The city of Lowell, Mass., officially coronated Cambodia Town earlier this month. City officials hope the designation, which marks a section of the city where many Cambodian businesses are, will bring an improvement to people’s lives.
For residents like Chhun Vanndeth, a 23-year-old fishmonger at the city’s Ocean Garden Market, an improved economy would be welcome. He, like others here, says he thinks the designation could make a difference.
Khmer Town was inaugurated during the Cambodian New Year, and Chhun Vanndeth was busy preparing fish that would be cooked at the pagoda. He works at the market four days a week. When he can, he helps people move houses.
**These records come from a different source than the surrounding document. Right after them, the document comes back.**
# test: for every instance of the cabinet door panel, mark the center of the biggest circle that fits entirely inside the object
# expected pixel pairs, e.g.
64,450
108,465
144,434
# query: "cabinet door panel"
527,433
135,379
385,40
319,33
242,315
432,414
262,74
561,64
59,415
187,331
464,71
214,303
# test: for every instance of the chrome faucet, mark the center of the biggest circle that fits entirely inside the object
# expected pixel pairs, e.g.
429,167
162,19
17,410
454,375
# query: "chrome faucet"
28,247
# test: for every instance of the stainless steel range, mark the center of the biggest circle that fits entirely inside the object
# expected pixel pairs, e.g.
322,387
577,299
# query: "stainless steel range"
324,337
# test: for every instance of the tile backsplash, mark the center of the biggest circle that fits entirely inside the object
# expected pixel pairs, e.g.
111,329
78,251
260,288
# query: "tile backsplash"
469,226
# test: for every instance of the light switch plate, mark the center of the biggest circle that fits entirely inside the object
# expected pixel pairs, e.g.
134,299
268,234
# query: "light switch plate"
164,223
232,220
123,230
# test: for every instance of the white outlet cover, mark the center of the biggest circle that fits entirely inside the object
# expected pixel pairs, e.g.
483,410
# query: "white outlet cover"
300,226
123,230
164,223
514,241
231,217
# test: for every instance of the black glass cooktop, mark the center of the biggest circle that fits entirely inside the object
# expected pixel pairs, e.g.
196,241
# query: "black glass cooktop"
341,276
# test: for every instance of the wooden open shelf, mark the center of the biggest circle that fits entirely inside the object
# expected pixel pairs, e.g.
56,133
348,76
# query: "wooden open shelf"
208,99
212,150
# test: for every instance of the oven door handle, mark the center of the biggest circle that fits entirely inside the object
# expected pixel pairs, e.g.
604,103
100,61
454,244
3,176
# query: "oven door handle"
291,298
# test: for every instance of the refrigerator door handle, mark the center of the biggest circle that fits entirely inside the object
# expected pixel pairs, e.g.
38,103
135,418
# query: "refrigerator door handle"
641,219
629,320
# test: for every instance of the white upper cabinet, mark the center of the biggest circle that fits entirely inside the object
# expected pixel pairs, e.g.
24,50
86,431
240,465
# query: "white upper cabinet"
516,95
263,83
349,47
He said he is saving for college.
“I finished high school five years ago, but I couldn’t go to college,” he said. “I need to work to save money to buy books for college, so I can concentrate on my studies.”
There are many in Lowell who hope the Cambodia Town designation will improve the economy.
“People of the Khmer community that we have in Lowell have contributed quite a bit over the last several decades,” Lowell’s mayor, Patrick Murphy, said. “And I think by designating this area ‘Cambodia Town,’ it will attract more people to come in and bring businesses, jobs and tourists.”
“We’ve heard of other towns, such as Chinatown, which have done so much in San Francisco,” said Eileen Donoghue, a Massachusetts state senator. “I see this as the same type of attraction for people and tourists.”
The designation is official, but it remains to be decided whether Cambodia Town will be marked with a gate, a sign or a statue of some kind.
During the New Year, many businesses were too busy to partake in the opening ceremony. Like Monica Am, whose traditional dress shop sees much business this time of year, as people buy new clothes to wear to the pagoda.
She hopes a Cambodia Town will make her busy all year. “Because people would be curious to come and see Cambodia Town,” she said.